Powiem ci, że dokładnie odczytałeś to, co było naszą intencją. To niesamowite i bardzo mnie cieszy. Kiedy zaczynaliśmy aranżować te kolędy, to zależało nam na tym, by była w nich prostota. Nie chcieliśmy, by był to występ zespołu, zależało nam na tym, by było to wspólne kolędowanie. Staraliśmy się, by linia melodyczna była w miarę tradycyjna, aby ludzie, którzy przychodzą na koncert, mogli z nami kolędować. Z drugiej strony zależało nam na tym, by było to ubrane w jak najlepszą oprawę, najlepsze smaki, kolory. Żeby to wszystko było na jak najwyższym poziomie.

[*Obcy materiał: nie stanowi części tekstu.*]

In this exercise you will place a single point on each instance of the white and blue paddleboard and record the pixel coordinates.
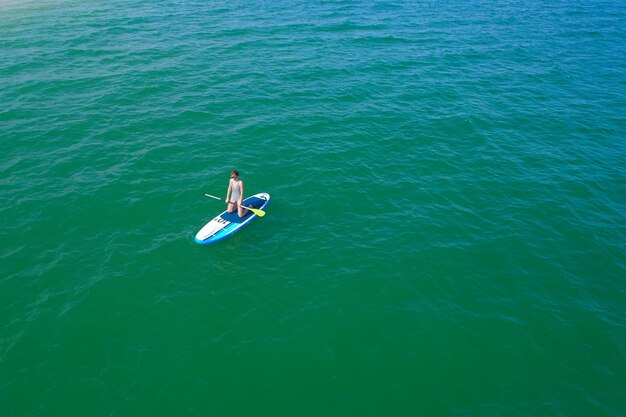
(226, 224)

Na tyle, na ile pozwalają nam umiejętności. To, co mówisz, jest dowodem na to, że nam się udało.
Bardzo się udało. Zgadzam się z ks. proboszczem Mariuszem Mikiem, który po koncercie w Boguchwale powiedział, że pokazaliście wielki kunszt muzyczny. Od siebie dodam, że ten kunszt połączony z prostotą aranżacji powodują, iż Wasze kolędy są jak oddech świeżego powietrza. I chyba o to chodzi.
Też mi się tak wydaje. W okresie Bożego Narodzenia pojawia się mnóstwo różnych płyt z kolędami. Czasami są one „przekombinowane”, przez co ucieka z nich sedno, a ludzie są nimi zmęczeni. My natomiast otrzymujemy wiele sygnałów, że ludzie zasiadają do Wigilii przy naszej płycie, że ta płyta ich nie męczy. Mam nadzieję, że udało się nam nie zgubić tego, co jest istotą kolęd. To było naszym celem. Bogu chwała!
No właśnie. Wystąpiliście w podrzeszowskim miasteczku o szczególnej nazwie.
Bardzo nas to ucieszyło. Powiedziałem nawet do naszej wokalistki, że nazwa tego miasta jest adekwatna do każdej kolędy. Kiedy moja żona i córka dowiedziały się, że jadę grać kolędy w miejscowości Boguchwała, powiedziały” „ale odjazd! Nawet nie wiedziałyśmy, że taka miejscowość w Polsce istnieje”.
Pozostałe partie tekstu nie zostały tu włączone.